Several Eritrean and Sudanese migrants who had been held in detention centers in southern Israel were flown, courtesy of the government, to countries in Africa for permanent resettlement recently, Interior Minister Gideon Sa’ar confirmed Tuesday.

According to Sa’ar, the migrants had arrived in a number of African states in accordance with an agreement signed by both Israel and the destination countries’ governments, Haaretz reported.

The minister said that only a few dozen Africans had left the country, but added that he hoped more individuals would follow suit and leave Israeli territory of their own accord.

“Any migrant who wants to go out to a third country can do it, he does not need my approval, he does not need approval from the Ministry of the Interior, he does not need an agreement with the [other] states — he can just do it.”

Education Minister Gideon Sa'ar (photo credit: Abir Sultan/Flash90)

Interior Minister Gideon Sa’ar (photo credit: Abir Sultan/Flash90/File)

The Interior Minister went on to criticize Israeli human rights groups, saying they were confusing the migrants — most of whom are asylum seekers that entered Israel through Egypt — by suggesting that Israel was attempting to expel them. He insisted that the migrants had not been forced to exit the country.

“Even radical organizations protesting against government policy cannot entrench themselves on the tarmac and prevent [the migrants] from leaving,” Sa’ar said.
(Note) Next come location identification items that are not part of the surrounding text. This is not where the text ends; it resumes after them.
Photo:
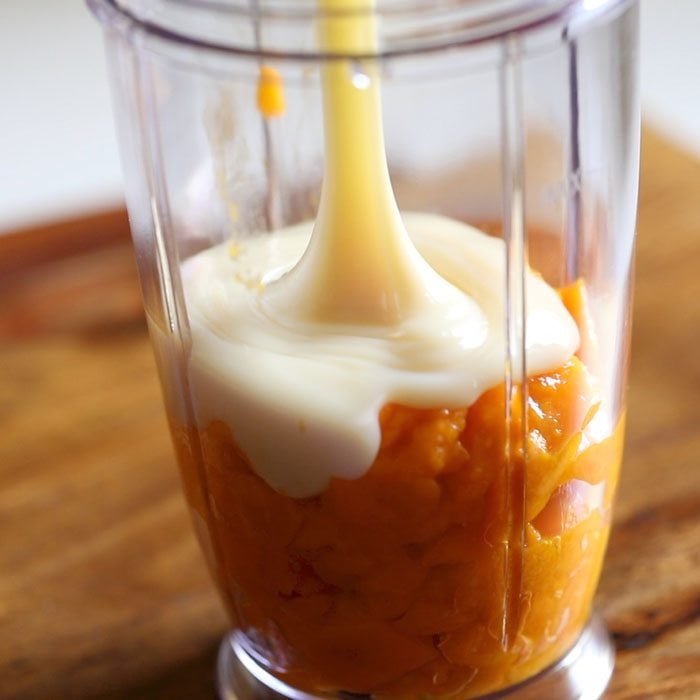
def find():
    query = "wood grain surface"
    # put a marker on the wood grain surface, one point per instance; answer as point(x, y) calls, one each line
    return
point(103, 593)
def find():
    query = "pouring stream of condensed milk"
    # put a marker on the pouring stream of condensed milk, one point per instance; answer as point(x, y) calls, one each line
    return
point(360, 268)
point(302, 336)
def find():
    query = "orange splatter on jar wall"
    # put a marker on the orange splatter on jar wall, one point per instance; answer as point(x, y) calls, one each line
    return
point(393, 584)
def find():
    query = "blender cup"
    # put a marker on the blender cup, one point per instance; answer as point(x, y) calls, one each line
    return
point(462, 562)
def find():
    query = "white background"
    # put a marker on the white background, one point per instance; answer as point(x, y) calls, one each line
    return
point(58, 154)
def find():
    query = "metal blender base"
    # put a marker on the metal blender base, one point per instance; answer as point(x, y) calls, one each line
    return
point(583, 674)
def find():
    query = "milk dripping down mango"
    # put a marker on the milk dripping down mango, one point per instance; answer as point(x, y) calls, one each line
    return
point(309, 331)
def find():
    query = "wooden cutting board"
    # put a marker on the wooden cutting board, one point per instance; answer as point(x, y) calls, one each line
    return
point(103, 593)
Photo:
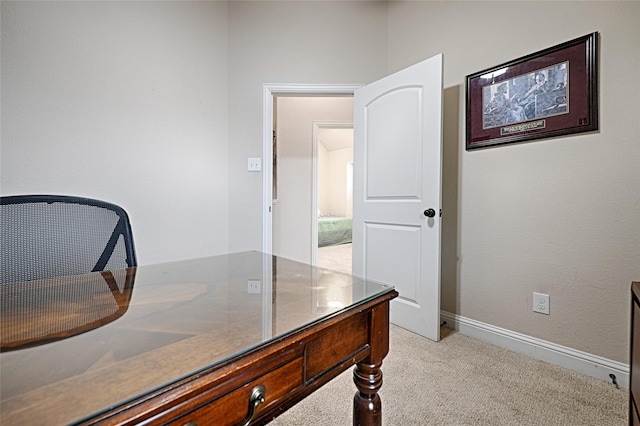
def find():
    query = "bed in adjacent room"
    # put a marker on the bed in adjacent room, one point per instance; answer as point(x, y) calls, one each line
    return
point(334, 230)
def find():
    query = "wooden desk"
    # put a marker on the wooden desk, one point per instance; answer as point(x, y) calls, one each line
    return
point(189, 342)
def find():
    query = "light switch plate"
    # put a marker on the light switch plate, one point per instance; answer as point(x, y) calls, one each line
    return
point(254, 165)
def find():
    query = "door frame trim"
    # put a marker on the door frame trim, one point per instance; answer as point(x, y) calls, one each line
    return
point(268, 93)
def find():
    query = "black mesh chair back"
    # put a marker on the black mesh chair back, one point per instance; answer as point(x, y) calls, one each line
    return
point(46, 236)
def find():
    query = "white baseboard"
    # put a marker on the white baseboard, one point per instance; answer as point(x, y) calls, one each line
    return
point(582, 362)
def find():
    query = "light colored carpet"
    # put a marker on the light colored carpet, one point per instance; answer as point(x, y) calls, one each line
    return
point(337, 258)
point(464, 381)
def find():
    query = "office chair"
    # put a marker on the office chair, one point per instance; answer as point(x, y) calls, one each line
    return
point(45, 236)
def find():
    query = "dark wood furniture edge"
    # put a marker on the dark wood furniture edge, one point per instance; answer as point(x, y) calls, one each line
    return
point(279, 351)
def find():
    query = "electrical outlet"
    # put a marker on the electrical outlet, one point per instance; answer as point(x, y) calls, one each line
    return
point(541, 303)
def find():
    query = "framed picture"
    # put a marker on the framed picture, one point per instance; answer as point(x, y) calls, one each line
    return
point(549, 93)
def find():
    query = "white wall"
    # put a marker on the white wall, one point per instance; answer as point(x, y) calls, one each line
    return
point(341, 42)
point(126, 102)
point(558, 216)
point(130, 102)
point(337, 181)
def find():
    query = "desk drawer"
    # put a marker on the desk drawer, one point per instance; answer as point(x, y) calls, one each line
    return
point(232, 408)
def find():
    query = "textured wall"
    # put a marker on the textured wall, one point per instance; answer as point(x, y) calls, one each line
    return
point(557, 216)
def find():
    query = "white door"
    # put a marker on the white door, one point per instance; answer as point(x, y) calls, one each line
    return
point(397, 191)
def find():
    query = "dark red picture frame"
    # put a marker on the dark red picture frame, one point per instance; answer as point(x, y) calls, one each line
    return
point(553, 92)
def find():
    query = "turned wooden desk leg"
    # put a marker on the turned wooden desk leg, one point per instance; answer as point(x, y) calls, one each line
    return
point(367, 406)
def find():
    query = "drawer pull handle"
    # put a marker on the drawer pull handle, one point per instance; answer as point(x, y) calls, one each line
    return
point(256, 398)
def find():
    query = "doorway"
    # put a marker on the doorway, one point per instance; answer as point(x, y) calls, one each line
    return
point(290, 215)
point(333, 180)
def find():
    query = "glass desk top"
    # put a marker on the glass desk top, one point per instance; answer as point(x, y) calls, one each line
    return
point(103, 339)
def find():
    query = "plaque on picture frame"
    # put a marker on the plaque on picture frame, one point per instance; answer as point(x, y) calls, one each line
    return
point(553, 92)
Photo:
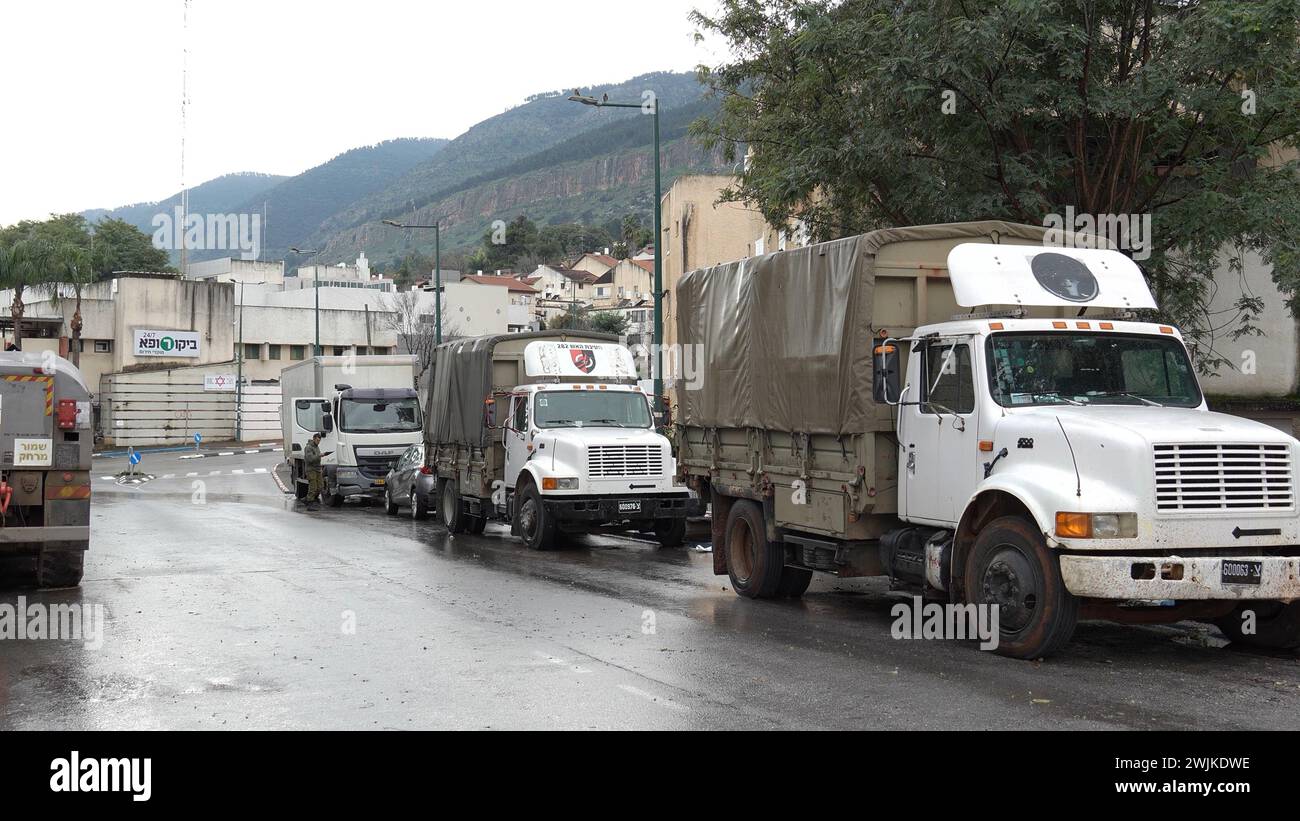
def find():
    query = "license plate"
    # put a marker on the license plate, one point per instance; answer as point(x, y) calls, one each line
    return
point(1242, 572)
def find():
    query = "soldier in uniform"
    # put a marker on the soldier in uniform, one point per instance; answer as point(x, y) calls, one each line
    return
point(315, 477)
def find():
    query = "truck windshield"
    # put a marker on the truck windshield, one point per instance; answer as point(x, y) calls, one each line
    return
point(1088, 368)
point(365, 416)
point(592, 409)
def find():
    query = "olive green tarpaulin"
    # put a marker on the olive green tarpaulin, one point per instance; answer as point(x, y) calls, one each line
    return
point(787, 337)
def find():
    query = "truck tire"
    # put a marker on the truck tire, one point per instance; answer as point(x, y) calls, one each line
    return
point(671, 531)
point(753, 563)
point(537, 528)
point(60, 568)
point(449, 505)
point(1013, 568)
point(1277, 625)
point(794, 582)
point(419, 507)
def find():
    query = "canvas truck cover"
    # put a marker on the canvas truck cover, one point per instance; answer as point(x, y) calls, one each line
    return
point(787, 337)
point(463, 379)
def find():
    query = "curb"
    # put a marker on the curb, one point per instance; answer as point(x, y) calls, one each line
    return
point(234, 451)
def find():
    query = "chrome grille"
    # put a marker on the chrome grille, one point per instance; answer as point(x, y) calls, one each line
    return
point(624, 460)
point(1223, 477)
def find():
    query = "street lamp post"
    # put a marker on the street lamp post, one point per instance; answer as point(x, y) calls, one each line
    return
point(239, 368)
point(437, 270)
point(657, 343)
point(316, 286)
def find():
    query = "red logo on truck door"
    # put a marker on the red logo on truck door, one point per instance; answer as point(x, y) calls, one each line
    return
point(583, 360)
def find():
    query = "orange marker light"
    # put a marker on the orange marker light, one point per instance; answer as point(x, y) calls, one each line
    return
point(1074, 525)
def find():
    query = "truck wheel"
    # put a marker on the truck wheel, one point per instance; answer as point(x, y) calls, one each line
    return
point(794, 582)
point(419, 507)
point(1012, 567)
point(60, 568)
point(534, 524)
point(753, 563)
point(1277, 625)
point(670, 531)
point(449, 503)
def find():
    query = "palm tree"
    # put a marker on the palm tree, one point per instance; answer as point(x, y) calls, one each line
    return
point(22, 265)
point(73, 266)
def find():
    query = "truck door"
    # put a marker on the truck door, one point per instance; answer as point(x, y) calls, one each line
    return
point(310, 418)
point(515, 437)
point(939, 430)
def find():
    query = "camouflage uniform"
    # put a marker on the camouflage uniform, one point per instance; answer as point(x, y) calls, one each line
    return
point(315, 477)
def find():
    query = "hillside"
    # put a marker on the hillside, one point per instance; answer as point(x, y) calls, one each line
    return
point(486, 150)
point(216, 196)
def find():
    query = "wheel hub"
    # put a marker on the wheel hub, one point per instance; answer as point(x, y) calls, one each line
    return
point(1010, 585)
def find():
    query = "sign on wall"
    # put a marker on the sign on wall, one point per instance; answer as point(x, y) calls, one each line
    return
point(167, 343)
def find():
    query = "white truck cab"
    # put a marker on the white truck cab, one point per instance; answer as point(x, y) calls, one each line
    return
point(1096, 430)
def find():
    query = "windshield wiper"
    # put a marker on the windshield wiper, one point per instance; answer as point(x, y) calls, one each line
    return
point(1057, 395)
point(1142, 399)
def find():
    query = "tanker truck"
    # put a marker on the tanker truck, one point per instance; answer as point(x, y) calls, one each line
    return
point(986, 418)
point(46, 444)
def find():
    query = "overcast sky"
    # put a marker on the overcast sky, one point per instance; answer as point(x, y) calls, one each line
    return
point(91, 88)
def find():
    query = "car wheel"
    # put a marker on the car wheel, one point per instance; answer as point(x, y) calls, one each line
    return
point(1012, 567)
point(534, 524)
point(419, 507)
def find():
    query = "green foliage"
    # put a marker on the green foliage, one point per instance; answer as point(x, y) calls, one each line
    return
point(867, 113)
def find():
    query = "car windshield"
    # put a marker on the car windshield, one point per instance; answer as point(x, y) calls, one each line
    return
point(1088, 368)
point(365, 416)
point(592, 409)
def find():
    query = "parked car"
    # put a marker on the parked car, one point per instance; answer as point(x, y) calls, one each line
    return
point(410, 485)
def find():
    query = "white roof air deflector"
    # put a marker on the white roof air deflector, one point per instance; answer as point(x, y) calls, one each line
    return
point(986, 274)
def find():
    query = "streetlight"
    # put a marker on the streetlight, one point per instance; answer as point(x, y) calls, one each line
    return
point(316, 286)
point(437, 270)
point(658, 235)
point(239, 366)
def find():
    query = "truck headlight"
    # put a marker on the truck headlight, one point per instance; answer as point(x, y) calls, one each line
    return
point(554, 483)
point(1096, 525)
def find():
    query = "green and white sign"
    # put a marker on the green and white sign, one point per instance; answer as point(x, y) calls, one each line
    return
point(167, 343)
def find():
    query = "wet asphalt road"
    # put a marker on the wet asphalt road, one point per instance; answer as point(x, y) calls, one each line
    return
point(228, 608)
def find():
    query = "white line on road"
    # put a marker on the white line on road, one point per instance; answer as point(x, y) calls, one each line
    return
point(651, 696)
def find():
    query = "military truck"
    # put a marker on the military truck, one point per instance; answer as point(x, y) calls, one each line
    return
point(46, 446)
point(980, 416)
point(551, 433)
“Anyone who leaves, whether it’s to their country of origin or a third country, is doing so out of free will, out of choice.”

In mid-February, Sa’ar stated that an estimated 1,500 Eritrean and Sudanese migrants would leave Israel willingly by the end of the same month.

The number of migrants who had exited the country in February was “reminiscent of the number of infiltrators who entered Israel during the peak of illegal infiltration,” Sa’ar said without specifying.

The Israeli government reportedly offers migrants grants amounting to $3,500 to leave the country of their own accord. That financial incentive, along with the disincentive of the “infiltration law,” under which illegal African immigrants can be held in detention centers in southern Israel for indeterminate periods, have prompted some Africans to reconsider staying in the country.

African refugees are loaded on a bus in southern Tel-Aviv, and moved to "Holot" detention center, on Sunday January 26, 2014 (photo credit: Tomer Neuberg/Flash 90)

African refugees are loaded on a bus in southern Tel-Aviv, and moved to “Holot” detention center, on Sunday January 26, 2014 (photo credit: Tomer Neuberg/Flash 90)

In 2013, 2,612 asylum-seekers, 1,955 of whom were from Sudan or Eritrea, left Israel as part of a voluntary departure program, up from just 461 in 2012. There are currently upwards of 50,000 African migrants in Israel.

In early January, thousands of African asylum seekers took to the streets in Tel Aviv and Jerusalem to protest government policies, and to demand refugee status. After a week, the series of rallies and strikes ended, largely without success, and with government officials maintaining that the current legislation would not be changed.